Dosyadaki kayıt ve belgelerden; davacının İ.Ü.Kampüsü Çamaşırhanesi unvanlı (189164201) sigorta sicil nolu işyerinde 01.10.1986 tarihinde işe başladığına dair işe giriş bildirgesi Kuruma verildiği, davacıya ait (14975112) sayılı sigorta hizmet cetvelinde de davacının işe giriş bildirgesinin verildiği işyerinden her hangi bir çalışması bildirilmediği, işyeri T. A. Ltd Şti adına 01.08.1986 tarihi itibariyle 506 sayılı Yasa kapsamına alındığı, 07.03.1988 tarihinde Yasa kapsamından çıkarıldığı anlaşılmaktadır.
Gerçekten; 506 sayılı Sosyal Sigortalar Yasa’sının 2 ve 6. maddelerinde açıkça belirlendiği üzere, sigortalılığın oluşumu yönünden çalışma olgusunun varlığı zorunludur. Eylemli veya gerçek biçimde çalışmanın varlığı saptanmadıkça, hizmet akdine dayanılarak dahi sigortalılıktan söz edilemez. Fiili veya gerçek çalışmayı ortaya koyacak belgeler, işe giriş bildirgesiyle birlikte 506 sayılı Yasa’nın 79. maddesinde belirtilen sigortalının gün sayısını, kazanç durumunu, çalışma tarihleriyle birlikte ortaya koyan aylık sigorta gün bilgileri ile Sosyal Sigorta İşlemleri Yönetmeliği’nin 17. maddesinde belirtilen 4 aylık prim bordroları gibi Kuruma verilmesi zorunlu belgelerdir. Yöntemince düzenlenip süresi içerisinde Kuruma verilen işe giriş bildirgesi, kişinin işe alınmış olduğunu gösterirse de fiili çalışmanın varlığının ortaya konulması açısından tek başına yeterli kabul edilemez. Sigortalılıktan söz edebilmek için, çalışmanın varlığı, Yargıtay uygulamasında 506 sayılı Yasanın 79/10. maddesine dayalı sigortalılığın tespiti davaları yönünden kabul edilen ilkelere uygun biçimde belirlenmelidir. Zira, sigortalılığın başlangıcına yönelik her dava sigortalılığın tespiti istemini de içerir. Aksine düşünce, özellikle yaşlılık aylığının kabulü için öngörülen
sigortalılık süresi yönünden çalışanlar ile çalışmayanlar arasında adaletsiz ve haksız bir durum yaratır. Bu nedenle, işe giriş bildirgesinin verildiği ancak yasal diğer belgelerin bulunmadığı durumlarda çalışma olgusunu ortaya koyabilecek inandırıcı ve yeterli kanıtlar aranmalı, kamu düzenine dayalı bu tür davalarda hakim, görevi gereği doğrudan soruşturmayı genişleterek sigortalılık koşullarının oluşup oluşmadığını belirlemelidir. Bu yön, Yargıtay Hukuk Genel Kurulu’nun 16.9.1999 gün 1999/21-510-527, 30.6.1999 gün 1999/21-549-555, 5.2.2003 gün 2003/21-35-64, 15.10.2003 gün 2003/21-634-572, 3.11.2004 gün 2004/21-480-579 ve 2004/21-479-578, 10.11.2004 gün 2004/21-538 ve 1.12.2004 gün 2004/21-629 sayılı kararlarında da vurgulanmıştır.

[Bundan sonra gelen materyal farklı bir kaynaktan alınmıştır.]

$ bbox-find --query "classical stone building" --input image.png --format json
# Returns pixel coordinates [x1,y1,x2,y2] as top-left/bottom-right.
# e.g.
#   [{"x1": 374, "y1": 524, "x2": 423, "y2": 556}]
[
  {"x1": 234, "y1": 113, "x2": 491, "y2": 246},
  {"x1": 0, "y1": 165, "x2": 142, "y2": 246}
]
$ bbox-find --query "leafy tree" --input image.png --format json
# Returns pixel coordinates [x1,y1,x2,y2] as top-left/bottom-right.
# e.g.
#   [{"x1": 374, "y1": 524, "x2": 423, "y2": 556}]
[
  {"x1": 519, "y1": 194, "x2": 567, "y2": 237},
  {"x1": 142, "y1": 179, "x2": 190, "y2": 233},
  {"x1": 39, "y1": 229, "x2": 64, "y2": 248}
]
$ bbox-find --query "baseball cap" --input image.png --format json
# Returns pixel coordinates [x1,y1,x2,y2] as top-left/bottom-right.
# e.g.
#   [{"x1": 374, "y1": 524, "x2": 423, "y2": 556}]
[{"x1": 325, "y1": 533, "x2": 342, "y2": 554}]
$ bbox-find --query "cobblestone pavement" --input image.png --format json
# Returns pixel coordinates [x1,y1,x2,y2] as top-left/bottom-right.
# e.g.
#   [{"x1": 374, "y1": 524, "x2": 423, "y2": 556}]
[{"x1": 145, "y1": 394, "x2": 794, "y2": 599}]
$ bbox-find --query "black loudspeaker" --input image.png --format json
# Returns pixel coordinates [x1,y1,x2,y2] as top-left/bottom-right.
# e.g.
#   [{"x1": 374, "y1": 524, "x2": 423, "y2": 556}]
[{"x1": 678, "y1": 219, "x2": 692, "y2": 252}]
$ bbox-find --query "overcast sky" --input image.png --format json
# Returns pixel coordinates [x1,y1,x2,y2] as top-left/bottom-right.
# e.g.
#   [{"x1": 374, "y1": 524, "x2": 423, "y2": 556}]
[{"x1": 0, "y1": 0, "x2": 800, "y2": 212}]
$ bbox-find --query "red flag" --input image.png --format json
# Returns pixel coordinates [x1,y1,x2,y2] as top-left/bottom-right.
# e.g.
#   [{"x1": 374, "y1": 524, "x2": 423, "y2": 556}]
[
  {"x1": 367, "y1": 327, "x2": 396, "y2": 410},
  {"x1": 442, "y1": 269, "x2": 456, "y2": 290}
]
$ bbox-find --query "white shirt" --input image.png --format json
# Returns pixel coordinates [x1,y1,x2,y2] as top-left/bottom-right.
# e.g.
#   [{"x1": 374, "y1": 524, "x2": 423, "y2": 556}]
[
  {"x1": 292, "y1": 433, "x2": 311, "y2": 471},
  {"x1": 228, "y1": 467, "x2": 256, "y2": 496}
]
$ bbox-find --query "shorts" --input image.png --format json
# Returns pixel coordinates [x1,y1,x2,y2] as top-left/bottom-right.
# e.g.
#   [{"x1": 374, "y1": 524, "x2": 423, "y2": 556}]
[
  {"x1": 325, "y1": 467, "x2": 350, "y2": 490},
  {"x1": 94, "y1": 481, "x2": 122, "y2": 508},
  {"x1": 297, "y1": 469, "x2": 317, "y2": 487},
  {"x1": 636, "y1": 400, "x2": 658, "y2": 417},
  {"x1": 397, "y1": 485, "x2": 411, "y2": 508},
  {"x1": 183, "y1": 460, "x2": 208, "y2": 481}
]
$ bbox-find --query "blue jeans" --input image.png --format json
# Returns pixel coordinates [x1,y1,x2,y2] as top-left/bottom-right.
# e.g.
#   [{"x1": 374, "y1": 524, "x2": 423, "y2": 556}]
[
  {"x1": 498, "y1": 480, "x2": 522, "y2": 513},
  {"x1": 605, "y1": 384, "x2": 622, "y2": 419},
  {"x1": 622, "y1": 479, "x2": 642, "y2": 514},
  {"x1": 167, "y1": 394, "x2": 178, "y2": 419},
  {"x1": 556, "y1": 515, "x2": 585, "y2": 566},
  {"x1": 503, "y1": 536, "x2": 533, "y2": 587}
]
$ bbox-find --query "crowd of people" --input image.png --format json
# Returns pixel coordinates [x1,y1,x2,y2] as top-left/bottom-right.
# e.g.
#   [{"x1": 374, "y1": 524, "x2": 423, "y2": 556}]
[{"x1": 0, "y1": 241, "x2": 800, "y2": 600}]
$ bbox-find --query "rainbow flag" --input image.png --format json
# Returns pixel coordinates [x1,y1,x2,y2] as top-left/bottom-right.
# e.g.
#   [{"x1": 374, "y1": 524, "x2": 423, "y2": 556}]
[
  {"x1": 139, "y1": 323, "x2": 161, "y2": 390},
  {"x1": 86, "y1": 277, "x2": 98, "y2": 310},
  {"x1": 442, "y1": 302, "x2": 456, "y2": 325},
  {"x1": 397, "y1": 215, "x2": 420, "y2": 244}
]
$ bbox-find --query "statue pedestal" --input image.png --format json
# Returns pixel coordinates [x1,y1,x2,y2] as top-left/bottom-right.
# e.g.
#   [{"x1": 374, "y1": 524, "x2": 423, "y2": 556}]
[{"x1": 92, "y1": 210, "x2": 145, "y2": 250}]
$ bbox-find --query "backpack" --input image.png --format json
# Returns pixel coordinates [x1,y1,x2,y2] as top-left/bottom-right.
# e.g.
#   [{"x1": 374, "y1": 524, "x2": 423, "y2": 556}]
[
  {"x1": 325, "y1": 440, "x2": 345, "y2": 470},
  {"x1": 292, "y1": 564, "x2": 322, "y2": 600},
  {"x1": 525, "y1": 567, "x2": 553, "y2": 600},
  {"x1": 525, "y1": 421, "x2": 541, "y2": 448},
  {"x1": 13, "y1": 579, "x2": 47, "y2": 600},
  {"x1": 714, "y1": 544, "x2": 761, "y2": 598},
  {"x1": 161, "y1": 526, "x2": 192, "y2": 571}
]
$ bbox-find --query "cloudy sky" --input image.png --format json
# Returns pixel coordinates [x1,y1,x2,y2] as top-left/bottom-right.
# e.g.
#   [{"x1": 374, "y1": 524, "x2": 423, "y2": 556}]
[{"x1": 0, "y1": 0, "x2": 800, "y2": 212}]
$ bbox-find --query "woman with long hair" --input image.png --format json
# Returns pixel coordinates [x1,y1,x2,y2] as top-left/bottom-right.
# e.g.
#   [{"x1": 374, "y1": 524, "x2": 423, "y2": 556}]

Somut olaya gelince; mahkemece açıklanan şekilde fiili çalışmanın varlığının yöntemince araştırılmadan sonuca gidildiği ortadadır. Gerçekten işe giriş bildirgesinin verildiği iş yerine ait 1986/3 dönem bordroları dosyada bulunmadığı için, ifadesi hükme dayanak alınan tanıkların davacıyla birlikte bu işyerinde çalışan, kayıtlara geçmiş kişilerden olup olmadığı anlaşılamamaktadır, ayrıca iş yerinin bir kamu kurumu olan İ.Ü. Kampüsü çamaşırhanesi inşaatı işi olması nedeni ile sözkonusu inşaatı ihale ile üstlenen şirket tespit edilmeden, Üniversite Rektörlüğünce yapılan arşiv araştırması sonnucu inşaat ile ilgili belgeye rastlanılmadığı yönündeki cevabı dikkate alınarak komşu iş yeri bulunmadığı sonucuna varılarak bordro tanığı ya da komşu iş yeri tanığı olup olmadığı anlaşılamayan tanık anlatımına dayalı verilen karar doğru değildir.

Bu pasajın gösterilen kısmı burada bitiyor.